During this period, any distribution of money by the corporation to its shareholders is first applied to reduce the basis of the shareholder’s stock to the extent the distribution doesn’t exceed the accumulated adjustments account (AAA) balance that was generated during the company’s life as an S corporation. Such distributions of AAA amounts are tax-free to recipient shareholders.
The TCJA modifies the posttermination transition period relief rule for C corporations that:
- Operated as S corporations before December 22, 2017
- Revoke their S corporation status during the two-year period beginning on that date
- Have the same owners on December 22, 2017, and the revocation date.
Distributions from such corporations are treated as paid pro-rata from AAA and E&P. This can result in more of a distribution being treated as a taxable dividend and less being treated as a tax-free distribution of AAA. This change is intended to discourage the tax planning strategy of converting S corporations to C corporation status in order to take advantage of the new flat 21% federal income tax rate on C corporation income.

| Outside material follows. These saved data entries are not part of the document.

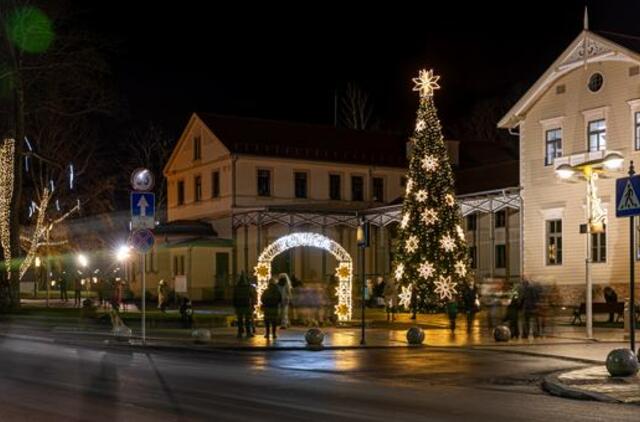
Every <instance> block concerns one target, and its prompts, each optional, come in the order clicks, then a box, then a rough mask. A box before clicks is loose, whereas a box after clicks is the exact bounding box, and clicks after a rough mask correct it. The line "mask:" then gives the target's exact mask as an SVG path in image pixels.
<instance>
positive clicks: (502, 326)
mask: <svg viewBox="0 0 640 422" xmlns="http://www.w3.org/2000/svg"><path fill="white" fill-rule="evenodd" d="M493 338H494V339H495V340H496V341H509V339H510V338H511V330H510V329H509V327H507V326H506V325H498V326H497V327H496V328H495V329H494V330H493Z"/></svg>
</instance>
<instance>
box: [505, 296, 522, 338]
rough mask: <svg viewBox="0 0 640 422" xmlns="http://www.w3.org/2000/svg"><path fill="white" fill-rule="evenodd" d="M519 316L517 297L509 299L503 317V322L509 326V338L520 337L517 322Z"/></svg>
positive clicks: (519, 308) (519, 300)
mask: <svg viewBox="0 0 640 422" xmlns="http://www.w3.org/2000/svg"><path fill="white" fill-rule="evenodd" d="M519 314H520V300H519V299H518V296H514V297H513V298H511V301H510V302H509V305H508V306H507V314H506V315H505V317H504V322H506V323H508V324H509V331H511V338H519V337H520V325H519V321H518V315H519Z"/></svg>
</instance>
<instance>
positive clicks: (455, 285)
mask: <svg viewBox="0 0 640 422" xmlns="http://www.w3.org/2000/svg"><path fill="white" fill-rule="evenodd" d="M434 284H435V285H436V290H435V291H436V293H438V294H439V295H440V299H442V300H444V299H448V300H450V301H451V300H453V295H455V294H456V293H458V291H457V290H456V286H457V285H458V283H456V282H454V281H452V280H451V276H447V277H443V276H440V277H439V278H438V280H436V281H435V282H434Z"/></svg>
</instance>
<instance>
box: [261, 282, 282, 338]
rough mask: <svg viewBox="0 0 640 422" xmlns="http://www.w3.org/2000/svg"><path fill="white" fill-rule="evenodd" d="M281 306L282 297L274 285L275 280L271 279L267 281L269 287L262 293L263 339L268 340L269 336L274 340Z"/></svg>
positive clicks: (276, 287)
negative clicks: (263, 316)
mask: <svg viewBox="0 0 640 422" xmlns="http://www.w3.org/2000/svg"><path fill="white" fill-rule="evenodd" d="M281 304H282V297H281V296H280V290H279V289H278V286H277V285H276V280H275V279H274V278H272V279H271V280H269V286H268V287H267V288H266V290H265V291H264V292H263V293H262V312H263V313H264V327H265V334H264V338H266V339H267V340H269V335H271V336H272V337H273V339H274V340H275V339H276V338H277V337H278V336H277V335H276V327H277V326H278V324H279V323H280V305H281Z"/></svg>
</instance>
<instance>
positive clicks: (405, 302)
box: [398, 284, 413, 309]
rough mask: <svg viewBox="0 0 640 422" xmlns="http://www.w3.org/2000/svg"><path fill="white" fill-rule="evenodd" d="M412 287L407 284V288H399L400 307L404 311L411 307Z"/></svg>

New Rule for ESBT Beneficiaries
As a general rule, trusts cannot be S corporation shareholders. However, an exception allows electing small business trusts (ESBTs) to be S corporation shareholders. Under prior law, an ESBT couldn’t have a current beneficiary who was a nonresident alien individual.
Thanks to a change included in the new law, such individuals can now be ESBT beneficiaries. This change is effective for 2018 and beyond.
“Technical Termination Rule” Repealed for Partnerships and LLCs
Under prior law, a partnership (or an LLC that’s treated as a partnership for tax purposes) is considered to terminate for tax purposes if, within a 12-month period, there’s a sale or exchange of 50% or more of the entity’s capital and profits interests. This so-called “technical termination rule” is generally unfavorable.
Why? First, the rule can require the filing of two short-period tax returns for the tax year in which the technical termination occurs. It also restarts depreciation periods for the entity’s depreciable assets. In addition, it terminates favorable tax elections that were made by the entity.
The TCJA repeals the technical termination rule for tax years beginning in 2018 and beyond.
Substantial Built-in Loss Rule Expanded
In general, a partnership (or an LLC that’s treated as a partnership for tax purposes) must reduce the tax basis of its assets upon the transfer of an ownership interest if the entity has a substantial built-in loss. (A built-in loss happens when the fair market value of the assets is less than their tax basis.)